# Old Hoyt Treasure



## lentuk (Oct 21, 2012)

I forgot, its 45" ATA and has a 9.5 inch brace height, anyone know the model of this bow?


----------



## Toxo-Philite (Nov 17, 2015)

Cool find!


----------



## 2413gary (Apr 10, 2008)

Hoyt superstar 
Some were called supreme or meridian or carbon plus depending on the style of the limb. They also made a Prostar with a longer riser


----------



## jkrikken81 (Jul 28, 2013)

94 Superstar legacy. The first ever machined riser hoyt built. Still a great bow today.


----------



## lentuk (Oct 21, 2012)

Did some more shooting this morning, I heard a noise on my last shot, I guess this is why they discontinued these aluminum yokes.
Have to call Hoyt on Monday and see if they can help out.


----------



## 2413gary (Apr 10, 2008)

Just put a standard yoke system and you will be fine.

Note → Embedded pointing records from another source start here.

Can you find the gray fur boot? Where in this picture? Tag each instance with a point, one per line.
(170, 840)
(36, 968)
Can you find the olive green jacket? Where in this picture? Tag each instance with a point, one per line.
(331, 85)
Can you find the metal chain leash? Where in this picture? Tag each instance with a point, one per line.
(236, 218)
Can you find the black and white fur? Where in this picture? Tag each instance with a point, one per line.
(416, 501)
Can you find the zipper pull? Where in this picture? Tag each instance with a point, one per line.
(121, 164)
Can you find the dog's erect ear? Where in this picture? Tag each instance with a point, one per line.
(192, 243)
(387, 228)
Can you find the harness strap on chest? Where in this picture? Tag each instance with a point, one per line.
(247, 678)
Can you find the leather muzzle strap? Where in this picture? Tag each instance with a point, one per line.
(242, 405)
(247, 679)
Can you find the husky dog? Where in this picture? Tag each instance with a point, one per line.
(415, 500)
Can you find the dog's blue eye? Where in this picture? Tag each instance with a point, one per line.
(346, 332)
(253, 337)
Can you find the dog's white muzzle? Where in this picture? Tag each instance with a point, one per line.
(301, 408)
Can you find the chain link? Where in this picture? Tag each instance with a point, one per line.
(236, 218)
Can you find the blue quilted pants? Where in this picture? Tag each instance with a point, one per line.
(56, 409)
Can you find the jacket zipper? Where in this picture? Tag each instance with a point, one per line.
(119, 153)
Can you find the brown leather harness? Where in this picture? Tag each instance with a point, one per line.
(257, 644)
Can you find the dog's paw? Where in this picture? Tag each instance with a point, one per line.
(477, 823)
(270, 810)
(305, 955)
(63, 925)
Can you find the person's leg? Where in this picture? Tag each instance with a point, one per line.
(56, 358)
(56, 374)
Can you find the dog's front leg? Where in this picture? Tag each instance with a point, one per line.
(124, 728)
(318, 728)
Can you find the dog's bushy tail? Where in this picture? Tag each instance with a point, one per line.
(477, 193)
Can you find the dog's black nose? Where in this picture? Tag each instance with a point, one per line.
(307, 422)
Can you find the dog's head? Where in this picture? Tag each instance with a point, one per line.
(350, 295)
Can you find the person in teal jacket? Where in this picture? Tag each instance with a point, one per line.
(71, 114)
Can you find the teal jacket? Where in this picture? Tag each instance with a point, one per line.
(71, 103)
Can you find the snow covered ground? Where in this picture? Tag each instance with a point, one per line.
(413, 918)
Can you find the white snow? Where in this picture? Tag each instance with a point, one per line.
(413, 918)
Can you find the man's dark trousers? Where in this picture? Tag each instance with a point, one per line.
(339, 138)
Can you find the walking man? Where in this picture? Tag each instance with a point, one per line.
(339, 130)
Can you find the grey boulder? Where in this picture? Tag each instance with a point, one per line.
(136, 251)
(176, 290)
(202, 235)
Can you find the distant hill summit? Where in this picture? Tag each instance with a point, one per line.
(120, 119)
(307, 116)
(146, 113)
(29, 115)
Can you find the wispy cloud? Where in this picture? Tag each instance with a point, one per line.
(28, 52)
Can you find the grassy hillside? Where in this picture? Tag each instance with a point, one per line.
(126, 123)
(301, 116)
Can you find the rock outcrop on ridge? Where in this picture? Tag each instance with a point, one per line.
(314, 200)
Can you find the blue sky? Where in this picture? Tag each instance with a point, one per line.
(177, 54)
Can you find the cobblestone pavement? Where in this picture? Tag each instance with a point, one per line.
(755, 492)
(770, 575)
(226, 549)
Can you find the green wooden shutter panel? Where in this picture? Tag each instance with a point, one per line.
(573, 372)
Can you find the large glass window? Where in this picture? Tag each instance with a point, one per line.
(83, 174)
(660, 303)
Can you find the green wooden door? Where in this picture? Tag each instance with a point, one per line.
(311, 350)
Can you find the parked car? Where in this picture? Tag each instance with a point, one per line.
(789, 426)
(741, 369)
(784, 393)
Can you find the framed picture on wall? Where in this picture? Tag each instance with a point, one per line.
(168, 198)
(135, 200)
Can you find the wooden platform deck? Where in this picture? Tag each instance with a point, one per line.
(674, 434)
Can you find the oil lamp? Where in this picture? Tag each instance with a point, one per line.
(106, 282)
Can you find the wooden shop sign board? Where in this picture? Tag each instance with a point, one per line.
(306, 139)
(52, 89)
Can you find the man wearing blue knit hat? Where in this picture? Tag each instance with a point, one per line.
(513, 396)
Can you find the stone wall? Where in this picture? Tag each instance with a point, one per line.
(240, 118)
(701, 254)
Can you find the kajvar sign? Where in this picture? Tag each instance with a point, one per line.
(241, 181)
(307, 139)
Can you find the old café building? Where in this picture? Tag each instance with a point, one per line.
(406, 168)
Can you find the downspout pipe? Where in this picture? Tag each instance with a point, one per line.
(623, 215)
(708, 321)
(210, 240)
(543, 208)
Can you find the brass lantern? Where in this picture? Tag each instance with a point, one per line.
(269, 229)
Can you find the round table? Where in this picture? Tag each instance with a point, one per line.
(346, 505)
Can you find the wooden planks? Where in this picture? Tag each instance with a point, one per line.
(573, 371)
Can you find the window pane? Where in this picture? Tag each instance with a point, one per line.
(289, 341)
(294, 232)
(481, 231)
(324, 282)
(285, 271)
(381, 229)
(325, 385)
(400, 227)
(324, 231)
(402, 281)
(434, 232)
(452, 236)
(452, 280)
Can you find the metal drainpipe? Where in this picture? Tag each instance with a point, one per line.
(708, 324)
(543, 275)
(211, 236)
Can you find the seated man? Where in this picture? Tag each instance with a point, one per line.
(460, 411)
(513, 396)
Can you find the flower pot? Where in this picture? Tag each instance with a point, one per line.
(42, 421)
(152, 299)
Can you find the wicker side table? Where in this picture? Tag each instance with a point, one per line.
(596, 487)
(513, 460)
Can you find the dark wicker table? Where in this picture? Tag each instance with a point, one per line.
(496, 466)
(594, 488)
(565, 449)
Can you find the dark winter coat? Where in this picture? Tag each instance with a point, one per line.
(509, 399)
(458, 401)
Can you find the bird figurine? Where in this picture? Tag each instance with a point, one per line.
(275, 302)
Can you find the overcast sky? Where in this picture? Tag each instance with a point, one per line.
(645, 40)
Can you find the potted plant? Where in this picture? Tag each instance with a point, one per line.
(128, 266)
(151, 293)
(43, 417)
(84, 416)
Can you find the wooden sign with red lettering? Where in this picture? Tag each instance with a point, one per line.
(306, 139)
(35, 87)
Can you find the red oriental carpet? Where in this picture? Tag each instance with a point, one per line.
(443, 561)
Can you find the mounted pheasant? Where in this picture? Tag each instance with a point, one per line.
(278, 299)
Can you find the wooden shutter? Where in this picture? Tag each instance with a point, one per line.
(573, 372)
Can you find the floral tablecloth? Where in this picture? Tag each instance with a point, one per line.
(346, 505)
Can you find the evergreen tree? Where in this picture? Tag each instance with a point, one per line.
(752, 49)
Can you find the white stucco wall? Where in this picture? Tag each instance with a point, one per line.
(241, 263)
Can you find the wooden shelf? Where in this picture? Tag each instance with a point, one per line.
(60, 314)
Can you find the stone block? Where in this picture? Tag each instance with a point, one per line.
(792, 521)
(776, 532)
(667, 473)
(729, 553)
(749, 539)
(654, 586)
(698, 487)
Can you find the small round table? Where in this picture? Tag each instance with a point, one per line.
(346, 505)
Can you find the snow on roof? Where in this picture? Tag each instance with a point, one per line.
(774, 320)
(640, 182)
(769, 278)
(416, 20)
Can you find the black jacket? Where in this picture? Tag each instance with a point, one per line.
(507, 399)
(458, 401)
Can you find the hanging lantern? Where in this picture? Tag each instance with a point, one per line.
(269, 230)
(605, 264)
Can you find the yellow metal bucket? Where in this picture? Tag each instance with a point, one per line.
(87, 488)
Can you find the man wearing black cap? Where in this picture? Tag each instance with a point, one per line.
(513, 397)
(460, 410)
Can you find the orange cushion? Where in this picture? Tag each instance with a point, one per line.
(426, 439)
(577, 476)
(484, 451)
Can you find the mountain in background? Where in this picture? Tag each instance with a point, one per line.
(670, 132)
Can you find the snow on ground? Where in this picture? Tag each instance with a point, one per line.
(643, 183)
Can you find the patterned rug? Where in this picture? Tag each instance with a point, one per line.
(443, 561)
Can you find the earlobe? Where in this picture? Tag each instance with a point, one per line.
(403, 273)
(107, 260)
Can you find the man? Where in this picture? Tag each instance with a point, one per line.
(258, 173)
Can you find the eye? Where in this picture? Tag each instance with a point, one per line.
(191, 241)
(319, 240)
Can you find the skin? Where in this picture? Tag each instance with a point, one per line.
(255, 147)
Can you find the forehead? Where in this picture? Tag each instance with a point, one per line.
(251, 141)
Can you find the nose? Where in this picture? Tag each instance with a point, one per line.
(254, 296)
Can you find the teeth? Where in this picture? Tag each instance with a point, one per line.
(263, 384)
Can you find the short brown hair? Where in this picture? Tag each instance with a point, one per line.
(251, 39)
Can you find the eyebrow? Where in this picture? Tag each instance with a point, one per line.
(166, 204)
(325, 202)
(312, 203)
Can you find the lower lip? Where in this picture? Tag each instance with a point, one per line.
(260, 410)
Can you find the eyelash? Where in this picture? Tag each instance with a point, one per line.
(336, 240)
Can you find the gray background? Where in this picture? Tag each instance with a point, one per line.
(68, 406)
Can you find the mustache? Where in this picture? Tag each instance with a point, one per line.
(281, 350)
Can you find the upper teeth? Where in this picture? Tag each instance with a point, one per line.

Been a long time but 6" yoke and 40 to 41" cable . You will need the bushings that the yoke hang on.


----------



## lentuk (Oct 21, 2012)

OK but where do I get those parts?


----------



## eaglecaps (Nov 4, 2009)

I may have some.


----------



## PaHick (Dec 21, 2005)

Nice find. Always wanted one of the old brown riser hoyts


----------



## lentuk (Oct 21, 2012)

I just bought a Superstar Fastflight also, I really like the feel of these bows, they are vintage like me.


----------



## granite14 (Nov 10, 2014)

this isn't the one on Portland craigslist was it?


----------



## lentuk (Oct 21, 2012)

Nope, San Diego


----------



## lentuk (Oct 21, 2012)

Big thanks to forum member eaglecaps for getting me a set of vintage Hoyt axels to complete my conversion, and thank you 60X strings for making a complete set of strings and cables.
This bow is awesome, super forgiving and smooth at 45 inches ATA with a 9 inch brace height, I'm blowing off arrow nocks every time I shoot it.
I was going to buy a new Barnsdale but this old Hoyt just feels right to me.


----------



## jkrikken81 (Jul 28, 2013)

Thry don't make them like they use to.


----------



## jkrikken81 (Jul 28, 2013)

My new/old rig!


----------



## lentuk (Oct 21, 2012)

Great bows, anybody else have one?


----------



## timber7 (Oct 2, 2014)

Hey I'm in the process of getting one. If it comes through I ll let you know


----------



## Thumbs (Sep 8, 2013)

Hi I have a SuperStar Meridian. 45.75" ata. It's Hawaiian camo, black pink and turquoise. Glossy white limbs.
There is no middle of the road with this color scheme you either love it or hate it. It had a string yokes on it.
I couldn't get the pics to post, I'll try again later.
Thumbs


----------